On la conduisit à Greenwich où la Reine l’attendait dans la demeure neuve dont sa belle-mère avait commencé la construction en place du vieux palais de Placentia et que l’architecte Inigo Jones venait d’achever l’année précédente. C’était une vaste maison blanche ouvrant par de larges fenêtres sur les jardins étendus jusqu’à la Tamise. En dépit du mauvais temps, l’endroit ne manquait pas d’un certain charme maritime : de beaux vaisseaux y jetaient l’ancre et, en y arrivant, Montaigu apprit à Marie que le roi Charles aimait venir respirer l’odeur de goudron et de bois, infiniment plus agréable que les puanteurs de la City.
Henriette-Marie accueillit avec un plaisir évident cette amie d’autrefois qui l’avait connue enfant, s’était trouvée mêlée aux tractations de son mariage et l’avait conduite jusqu’à son époux puis était restée auprès d’elle les premières semaines si difficiles. Marie aussi était heureuse de la revoir, surtout en d’aussi bonnes dispositions pour elle, mais eut peine à cacher sa surprise : en treize ans, Henriette-Marie avait beaucoup changé à son avantage. La frêle – quasi osseuse ! – adolescente n’avait qu’à peine grandi mais s’était étoffée.
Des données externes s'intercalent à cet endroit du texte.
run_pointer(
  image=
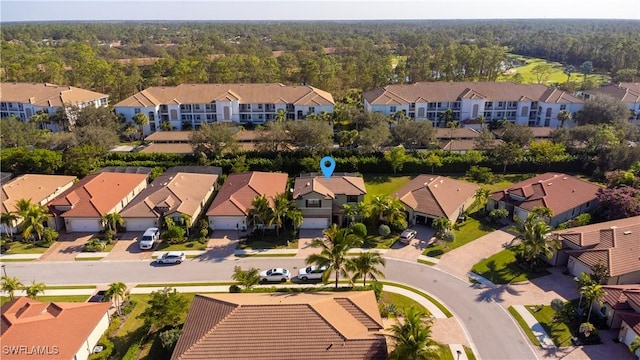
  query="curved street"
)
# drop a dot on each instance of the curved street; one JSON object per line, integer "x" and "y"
{"x": 492, "y": 331}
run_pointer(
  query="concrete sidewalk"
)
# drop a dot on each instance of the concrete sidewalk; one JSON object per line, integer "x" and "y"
{"x": 536, "y": 328}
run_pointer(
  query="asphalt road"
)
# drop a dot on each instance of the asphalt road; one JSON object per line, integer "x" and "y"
{"x": 490, "y": 327}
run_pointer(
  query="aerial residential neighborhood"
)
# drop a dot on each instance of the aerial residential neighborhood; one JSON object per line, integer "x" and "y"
{"x": 304, "y": 180}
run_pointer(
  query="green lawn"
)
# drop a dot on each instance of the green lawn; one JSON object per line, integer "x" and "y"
{"x": 18, "y": 247}
{"x": 559, "y": 332}
{"x": 556, "y": 76}
{"x": 465, "y": 232}
{"x": 502, "y": 268}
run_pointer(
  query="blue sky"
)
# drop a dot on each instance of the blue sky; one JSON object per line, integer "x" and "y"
{"x": 52, "y": 10}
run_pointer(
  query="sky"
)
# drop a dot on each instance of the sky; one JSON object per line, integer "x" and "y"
{"x": 87, "y": 10}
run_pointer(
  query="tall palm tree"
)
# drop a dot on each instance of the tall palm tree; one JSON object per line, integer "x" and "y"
{"x": 34, "y": 289}
{"x": 366, "y": 265}
{"x": 412, "y": 338}
{"x": 10, "y": 285}
{"x": 333, "y": 250}
{"x": 7, "y": 219}
{"x": 117, "y": 291}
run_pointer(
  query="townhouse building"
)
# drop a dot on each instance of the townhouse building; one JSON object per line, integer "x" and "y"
{"x": 525, "y": 104}
{"x": 187, "y": 106}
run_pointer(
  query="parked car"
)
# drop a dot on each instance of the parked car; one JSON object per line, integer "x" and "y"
{"x": 407, "y": 235}
{"x": 149, "y": 238}
{"x": 172, "y": 257}
{"x": 312, "y": 272}
{"x": 275, "y": 274}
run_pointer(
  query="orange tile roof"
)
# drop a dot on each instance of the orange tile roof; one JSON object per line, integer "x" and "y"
{"x": 55, "y": 325}
{"x": 329, "y": 188}
{"x": 36, "y": 187}
{"x": 47, "y": 95}
{"x": 454, "y": 91}
{"x": 245, "y": 93}
{"x": 341, "y": 325}
{"x": 97, "y": 194}
{"x": 183, "y": 191}
{"x": 435, "y": 195}
{"x": 558, "y": 192}
{"x": 239, "y": 190}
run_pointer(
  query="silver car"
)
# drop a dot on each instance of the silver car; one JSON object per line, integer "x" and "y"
{"x": 172, "y": 257}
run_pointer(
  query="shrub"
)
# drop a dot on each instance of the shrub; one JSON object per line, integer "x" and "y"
{"x": 359, "y": 229}
{"x": 384, "y": 230}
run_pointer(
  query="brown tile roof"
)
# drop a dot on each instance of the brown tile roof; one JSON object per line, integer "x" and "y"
{"x": 36, "y": 187}
{"x": 268, "y": 326}
{"x": 453, "y": 91}
{"x": 618, "y": 249}
{"x": 435, "y": 195}
{"x": 336, "y": 185}
{"x": 245, "y": 93}
{"x": 625, "y": 92}
{"x": 47, "y": 95}
{"x": 239, "y": 190}
{"x": 616, "y": 295}
{"x": 97, "y": 194}
{"x": 30, "y": 323}
{"x": 183, "y": 192}
{"x": 558, "y": 192}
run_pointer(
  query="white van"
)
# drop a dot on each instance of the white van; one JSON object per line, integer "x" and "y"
{"x": 149, "y": 238}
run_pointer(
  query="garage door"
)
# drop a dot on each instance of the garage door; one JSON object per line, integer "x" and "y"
{"x": 226, "y": 222}
{"x": 83, "y": 225}
{"x": 139, "y": 224}
{"x": 315, "y": 223}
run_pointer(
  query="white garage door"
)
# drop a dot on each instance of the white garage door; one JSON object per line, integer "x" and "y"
{"x": 226, "y": 222}
{"x": 315, "y": 223}
{"x": 83, "y": 225}
{"x": 139, "y": 224}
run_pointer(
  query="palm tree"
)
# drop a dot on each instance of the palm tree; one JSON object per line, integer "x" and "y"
{"x": 112, "y": 221}
{"x": 10, "y": 285}
{"x": 34, "y": 289}
{"x": 260, "y": 213}
{"x": 7, "y": 219}
{"x": 334, "y": 248}
{"x": 412, "y": 338}
{"x": 117, "y": 292}
{"x": 366, "y": 265}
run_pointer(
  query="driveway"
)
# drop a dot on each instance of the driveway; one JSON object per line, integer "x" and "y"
{"x": 67, "y": 247}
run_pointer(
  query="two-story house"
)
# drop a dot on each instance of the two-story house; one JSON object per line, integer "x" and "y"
{"x": 320, "y": 199}
{"x": 190, "y": 105}
{"x": 526, "y": 104}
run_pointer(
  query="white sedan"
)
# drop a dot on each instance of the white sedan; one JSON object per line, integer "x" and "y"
{"x": 275, "y": 275}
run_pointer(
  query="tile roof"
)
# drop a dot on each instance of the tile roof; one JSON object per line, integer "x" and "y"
{"x": 342, "y": 325}
{"x": 618, "y": 249}
{"x": 183, "y": 192}
{"x": 336, "y": 185}
{"x": 435, "y": 195}
{"x": 31, "y": 323}
{"x": 239, "y": 190}
{"x": 558, "y": 192}
{"x": 454, "y": 91}
{"x": 46, "y": 95}
{"x": 36, "y": 187}
{"x": 245, "y": 93}
{"x": 97, "y": 194}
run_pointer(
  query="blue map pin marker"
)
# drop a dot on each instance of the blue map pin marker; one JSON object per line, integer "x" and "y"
{"x": 327, "y": 170}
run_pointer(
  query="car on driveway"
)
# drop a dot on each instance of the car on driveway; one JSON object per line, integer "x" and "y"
{"x": 172, "y": 257}
{"x": 275, "y": 275}
{"x": 407, "y": 235}
{"x": 312, "y": 272}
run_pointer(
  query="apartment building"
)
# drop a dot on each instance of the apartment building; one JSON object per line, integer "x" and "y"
{"x": 187, "y": 106}
{"x": 526, "y": 104}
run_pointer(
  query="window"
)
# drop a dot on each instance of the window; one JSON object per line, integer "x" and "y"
{"x": 314, "y": 203}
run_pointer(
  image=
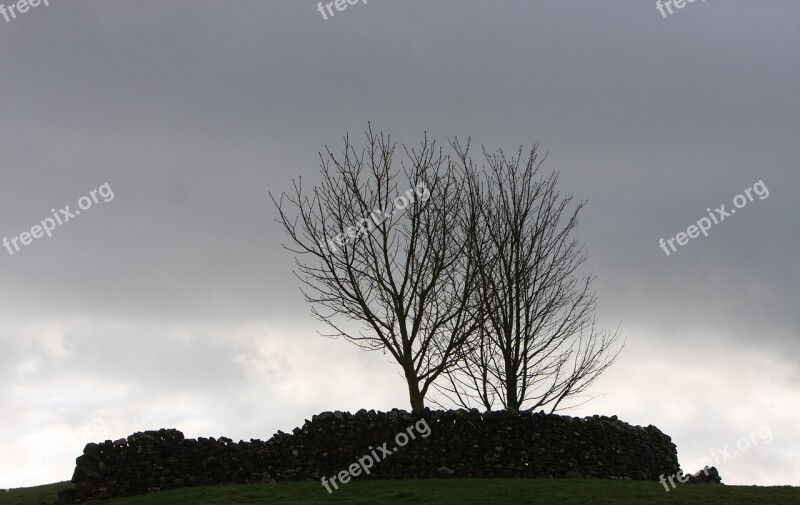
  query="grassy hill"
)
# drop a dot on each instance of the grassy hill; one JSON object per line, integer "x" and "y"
{"x": 444, "y": 492}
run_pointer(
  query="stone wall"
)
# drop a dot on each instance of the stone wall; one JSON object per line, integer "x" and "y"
{"x": 460, "y": 443}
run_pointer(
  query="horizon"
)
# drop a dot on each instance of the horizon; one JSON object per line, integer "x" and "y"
{"x": 145, "y": 282}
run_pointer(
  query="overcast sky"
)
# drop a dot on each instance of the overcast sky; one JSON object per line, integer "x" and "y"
{"x": 172, "y": 304}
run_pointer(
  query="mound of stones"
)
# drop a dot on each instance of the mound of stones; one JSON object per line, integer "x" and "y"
{"x": 457, "y": 443}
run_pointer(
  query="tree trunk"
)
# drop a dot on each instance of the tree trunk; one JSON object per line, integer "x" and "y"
{"x": 414, "y": 393}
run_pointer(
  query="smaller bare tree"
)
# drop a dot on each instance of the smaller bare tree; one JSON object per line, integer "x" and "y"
{"x": 397, "y": 263}
{"x": 538, "y": 344}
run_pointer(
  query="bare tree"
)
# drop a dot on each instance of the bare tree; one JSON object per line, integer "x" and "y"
{"x": 538, "y": 344}
{"x": 398, "y": 263}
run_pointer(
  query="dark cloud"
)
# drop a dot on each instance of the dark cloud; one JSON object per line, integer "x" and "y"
{"x": 174, "y": 303}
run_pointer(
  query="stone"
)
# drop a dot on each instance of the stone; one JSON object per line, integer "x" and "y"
{"x": 444, "y": 472}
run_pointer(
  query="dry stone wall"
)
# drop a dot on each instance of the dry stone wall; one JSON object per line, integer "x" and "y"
{"x": 459, "y": 443}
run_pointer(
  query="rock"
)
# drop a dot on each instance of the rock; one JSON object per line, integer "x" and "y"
{"x": 708, "y": 475}
{"x": 444, "y": 472}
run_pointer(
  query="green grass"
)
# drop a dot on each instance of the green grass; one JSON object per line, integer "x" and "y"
{"x": 445, "y": 492}
{"x": 32, "y": 495}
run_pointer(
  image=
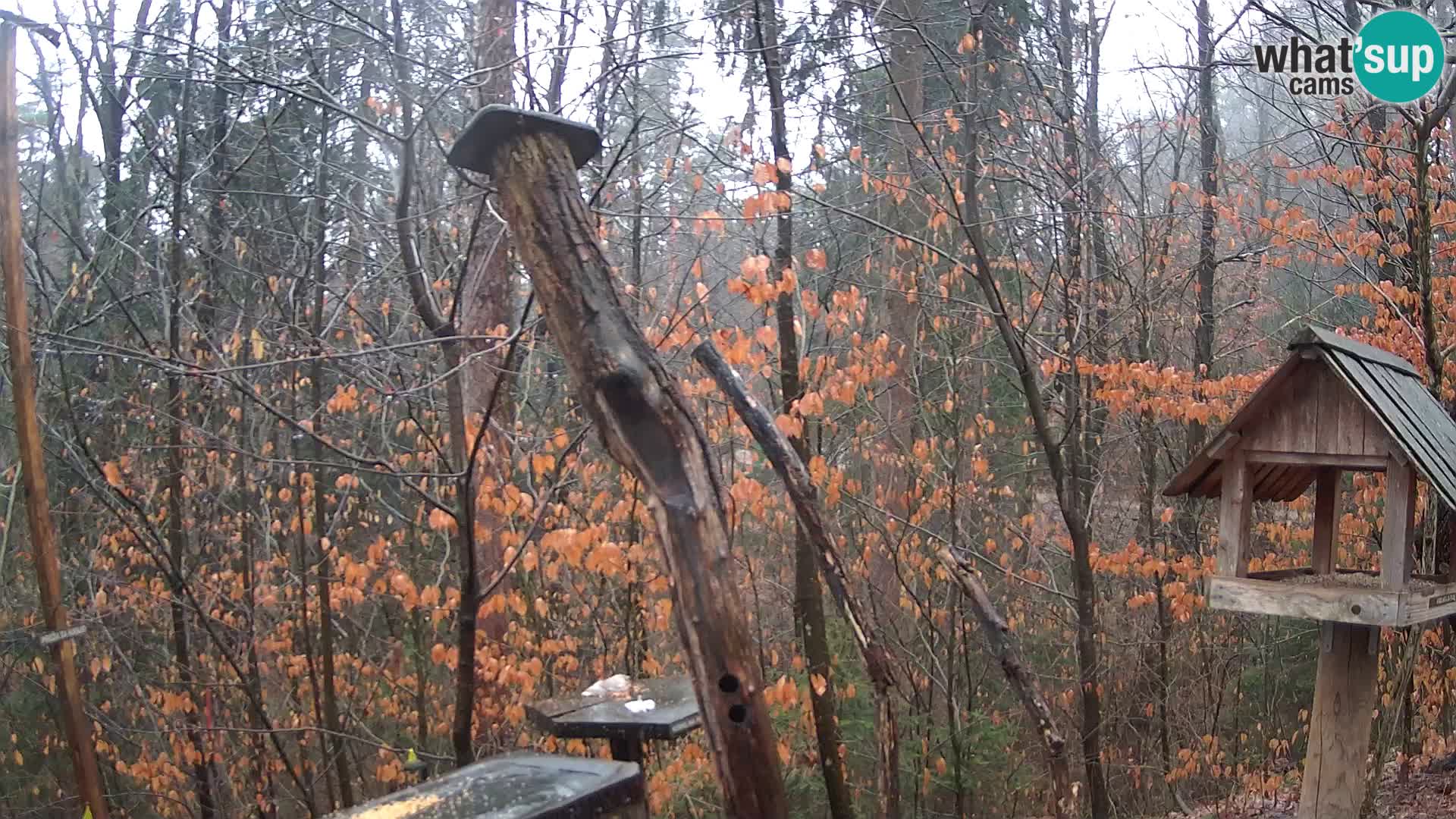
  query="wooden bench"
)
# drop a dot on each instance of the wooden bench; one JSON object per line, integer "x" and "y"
{"x": 519, "y": 786}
De charmantes rondeurs, un teint éblouissant offrant un ravissant contraste avec d’immenses yeux noirs, des lèvres bien pleines dissimulant joliment des dents légèrement saillantes, elle était devenue une vraie beauté, partageant désormais avec son mari un amour sans faille conforté par la naissance de quatre enfants : deux fils et deux filles. Marie nota aussi qu’elle s’habillait avec une élégance raffinée : en bleu et or le plus souvent avec des touches de rouge qui lui seyaient à ravir.
Le couple royal ne se séparant pas volontiers, Marie vit le Roi le soir même et le trouva lui aussi à son avantage, dans tout l’épanouissement de sa vigueur naturelle. N’ayant jamais été malade, sauf d’une petite vérole au cours de laquelle sa femme l’avait veillé constamment et qui n’avait pas laissé de traces, sa santé était excellente au contraire de celle de son cousin. Et s’il lui ressemblait un peu par la gravité qui était l’expression habituelle de son visage, il lui arrivait de montrer une grâce et un charme dont Louis XIII était plutôt dépourvu. Il reçut Madame de Chevreuse comme une amie très chère et l’assura de son entier soutien dans la période difficile qu’elle vivait. Puis, la laissant à son installation, lui et Henriette-Marie repartirent pour le palais de Westminster où des affaires importantes attendaient le Roi.